Valutazione: *** 1/2
Tracklist: Ultrablast; Lollipop; Orange Creamsickle; Miss Teen U.S.A.; Lemon-Limed Lie; More; Swooner; Strawberry Kissdown; Lipgloss Sugar; Violet Eyeliner; Please; Cerrybomb; Pinkyshiny.
Lambchop – Aw, c’mon / No you c’mon [2004, CitySlang]

Kurt Wenger indovina due dischi notevolissimi. Pop d’autore, sorretto da arrangiamenti sofisticati, mai stucchevoli. La sua voce calda sussurra carezzevoli noti per cuori che amano lo struggimento. Ventiquattro brani oscillano tra paesaggi folk, country, latinoamericani, indie e quasi tutti questi brani meritano un ascolto in totale abbandono.

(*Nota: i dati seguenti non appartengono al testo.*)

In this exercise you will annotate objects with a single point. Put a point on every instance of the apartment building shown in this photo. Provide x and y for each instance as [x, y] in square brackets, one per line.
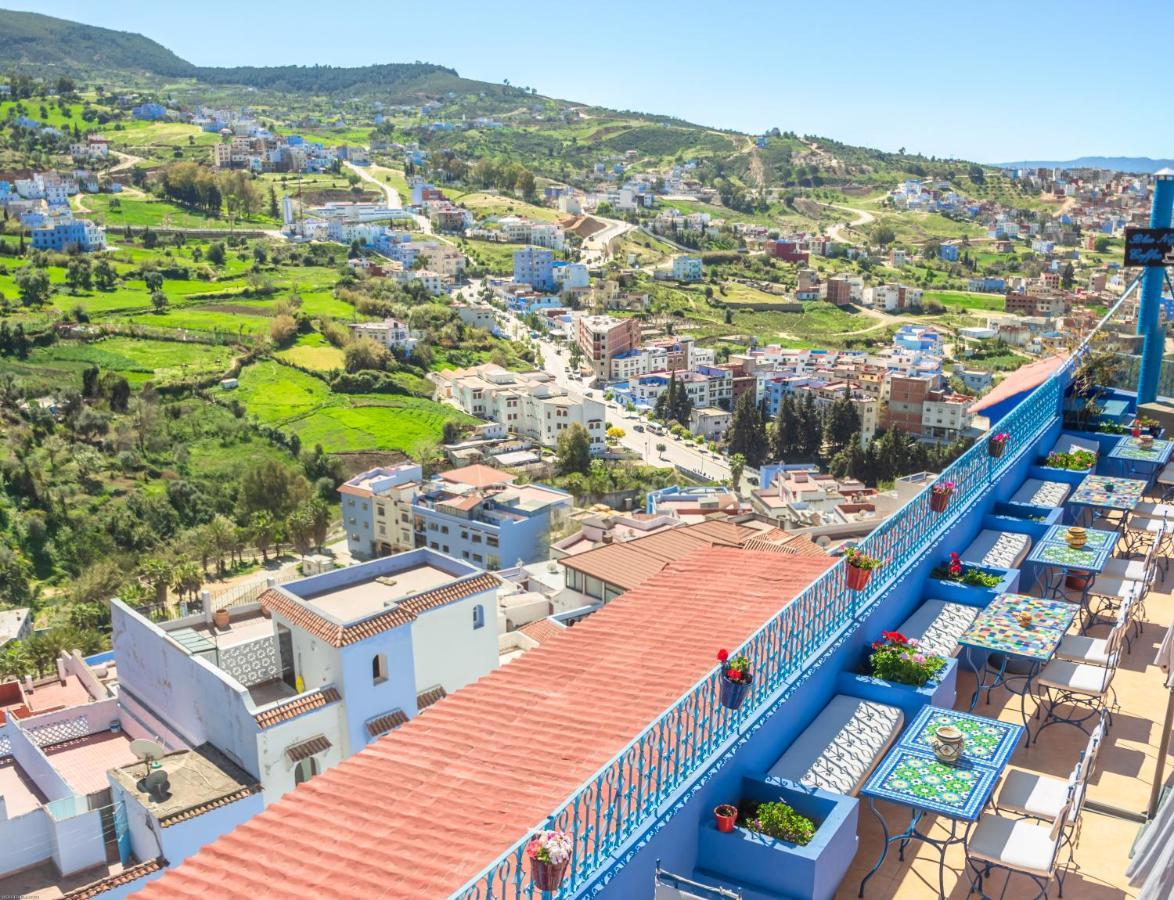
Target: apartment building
[530, 404]
[601, 338]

Uno su tutti: Women Help Create the Kind of Men They Despise.
Valutazione: ****
Tracklist: Being Tyler; Four Pounds In Two Days; Steve Mcqueen; Lone Official; Something’s Going On; Nothing But A Blur From A Bullet Train; Each Time I Bring It Up It Seems To Bring You Down; Timothy B Schmidt; Women Help Create The Kind Of Men They Despise; I Hate Candy; I Haven’t Heard A Word I’ve Said; Action Figure; Sunrise;
Low Ambition; There’s Still Time; Nothing Adventurous Please; Problem; Shang A Dang Dang; About My Lighter; Under A Dream Of A Lie; Jan 24; Gusher; Listen; Producer.